In such transactions, the company does not get paid and the transfer of shares is not initiated by the company. Nonetheless, the company must notify ACRA if there is a transfer of shares in the company by filing the “Transfer of Shares/Update List of Members” transaction via BizFile+.
The transfer does not take effect until ACRA updates the company’s Electronic Register of Members (EROM) to reflect the shares transaction. As shareholders are usually also members of the company, the EROM must be updated whenever there are changes in the shareholdings.
Converting to different share classes
Shares can be converted from one class to another by way of special resolution or by lodging a notice with ACRA. However, non-redeemable preference shares cannot be converted into redeemable preference shares.

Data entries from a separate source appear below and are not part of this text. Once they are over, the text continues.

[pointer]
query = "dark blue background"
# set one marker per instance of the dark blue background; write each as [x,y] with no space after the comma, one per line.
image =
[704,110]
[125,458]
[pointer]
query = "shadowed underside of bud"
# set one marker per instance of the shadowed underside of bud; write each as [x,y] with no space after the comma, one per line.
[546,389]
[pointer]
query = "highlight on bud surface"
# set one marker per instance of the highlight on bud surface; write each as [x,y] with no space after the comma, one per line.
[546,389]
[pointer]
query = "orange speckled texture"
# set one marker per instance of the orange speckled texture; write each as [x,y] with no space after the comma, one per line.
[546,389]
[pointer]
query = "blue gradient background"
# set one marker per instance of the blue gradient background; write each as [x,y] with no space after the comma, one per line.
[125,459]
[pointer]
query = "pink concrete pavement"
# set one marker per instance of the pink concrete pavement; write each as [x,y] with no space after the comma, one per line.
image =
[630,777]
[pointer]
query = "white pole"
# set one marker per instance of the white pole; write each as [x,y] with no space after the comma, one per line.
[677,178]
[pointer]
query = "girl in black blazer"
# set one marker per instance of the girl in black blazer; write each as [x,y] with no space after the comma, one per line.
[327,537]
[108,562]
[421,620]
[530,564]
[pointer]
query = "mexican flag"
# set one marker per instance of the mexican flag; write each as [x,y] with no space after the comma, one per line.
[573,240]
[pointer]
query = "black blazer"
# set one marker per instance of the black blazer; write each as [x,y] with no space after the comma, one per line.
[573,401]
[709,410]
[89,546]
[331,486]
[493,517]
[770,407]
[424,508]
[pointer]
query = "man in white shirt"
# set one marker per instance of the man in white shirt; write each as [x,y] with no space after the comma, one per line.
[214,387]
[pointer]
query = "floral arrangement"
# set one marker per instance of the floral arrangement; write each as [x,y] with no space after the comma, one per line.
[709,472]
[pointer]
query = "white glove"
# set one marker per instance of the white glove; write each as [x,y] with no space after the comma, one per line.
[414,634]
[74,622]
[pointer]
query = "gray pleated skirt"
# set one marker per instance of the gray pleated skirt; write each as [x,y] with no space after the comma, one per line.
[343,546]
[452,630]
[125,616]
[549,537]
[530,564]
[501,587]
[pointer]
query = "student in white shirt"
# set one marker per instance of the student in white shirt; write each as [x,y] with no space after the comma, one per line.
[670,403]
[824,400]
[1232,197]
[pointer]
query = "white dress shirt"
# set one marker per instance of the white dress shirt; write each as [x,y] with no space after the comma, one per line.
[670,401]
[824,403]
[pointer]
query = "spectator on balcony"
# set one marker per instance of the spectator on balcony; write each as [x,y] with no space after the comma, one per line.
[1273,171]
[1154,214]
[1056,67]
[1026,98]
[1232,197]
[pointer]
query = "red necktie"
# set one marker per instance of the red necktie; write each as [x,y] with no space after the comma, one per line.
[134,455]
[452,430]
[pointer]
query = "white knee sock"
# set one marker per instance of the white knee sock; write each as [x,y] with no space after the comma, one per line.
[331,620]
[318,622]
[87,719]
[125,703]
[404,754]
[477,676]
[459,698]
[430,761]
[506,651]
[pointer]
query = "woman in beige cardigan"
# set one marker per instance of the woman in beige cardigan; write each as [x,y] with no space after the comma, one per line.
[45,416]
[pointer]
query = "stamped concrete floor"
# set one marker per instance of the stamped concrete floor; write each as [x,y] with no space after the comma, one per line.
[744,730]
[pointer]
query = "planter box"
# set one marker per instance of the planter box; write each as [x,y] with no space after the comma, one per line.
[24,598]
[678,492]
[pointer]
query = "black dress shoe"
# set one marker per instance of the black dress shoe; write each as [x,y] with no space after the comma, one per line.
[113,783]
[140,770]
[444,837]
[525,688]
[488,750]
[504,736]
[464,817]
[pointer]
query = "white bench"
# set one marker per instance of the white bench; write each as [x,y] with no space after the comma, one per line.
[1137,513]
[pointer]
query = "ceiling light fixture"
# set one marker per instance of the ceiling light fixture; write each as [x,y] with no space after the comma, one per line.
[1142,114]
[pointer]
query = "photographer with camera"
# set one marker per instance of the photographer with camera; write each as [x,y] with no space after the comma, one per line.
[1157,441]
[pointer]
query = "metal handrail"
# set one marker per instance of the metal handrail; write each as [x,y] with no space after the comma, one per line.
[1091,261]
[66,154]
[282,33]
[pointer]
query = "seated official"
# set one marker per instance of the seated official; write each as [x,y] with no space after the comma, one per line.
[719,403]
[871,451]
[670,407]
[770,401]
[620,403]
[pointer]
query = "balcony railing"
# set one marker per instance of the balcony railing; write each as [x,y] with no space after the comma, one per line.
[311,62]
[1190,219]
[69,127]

The conversion of shares may take place following a sale or company reorganisation or simply for administrative, historical or family reasons where shareholders choose or need to hold a different class of shares. This could be where ordinary shares are converted into one or more classes of alphabet shares (A, B, C, etc.) or in more complex arrangements, converted into certain types of preference or redeemable shares.
If your company wants to convert its shares, you need to file a “Conversion of Shares” transaction via BizFile+.
Share classes are powerful tools to use when you are running an early-stage startup or company with limited resources. Shares can be accrued to a point until targets are met or deliverables are approved, before actually issuing them. Hence this provides company owners with a low-risk way of getting collaborators to help the business.